Acceleration of Element-by-Element Kernel in Unstructured Implicit Low-order Finite-element Earthquake Simulation using OpenACC on Pascal GPUs
Takuma Yamaguchi and Kohei Fujita are presenting this paper from Kohei Fujita, Takuma Yamaguchi, Tsuyoshi Ichimura (University of Tokyo, Japan), Muneo Hori (University of Tokyo and RIKEN, Japan) and Lalith Maddegedara (University of Tokyo, Japan).
Takuma Yamaguchi is a Master’s student in the Department of Civil Engineering at the University of Tokyo and he has a B.E., from the University of Tokyo. His research is high-performance computing targeting at earthquake simulation. More specifically, his work performs fast crustal deformation computation for multiple computation enhanced by GPUs.

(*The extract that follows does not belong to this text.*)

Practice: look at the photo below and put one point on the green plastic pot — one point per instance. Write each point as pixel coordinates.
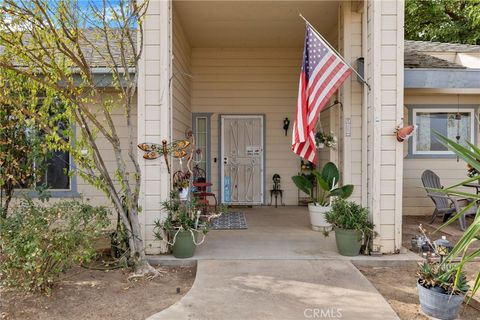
(184, 247)
(348, 242)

Kohei Fujita is a postdoctoral researcher at Advanced Institute for Computational Science, RIKEN. He received his Dr. Eng. from the Department of Civil Engineering, University of Tokyo in 2014. His research interest is development of high-performance computing methods for earthquake engineering problems. He is a coauthor of SC14 and SC15 Gordon Bell Prize Finalist Papers on large-scale implicit unstructured finite-element earthquake simulations.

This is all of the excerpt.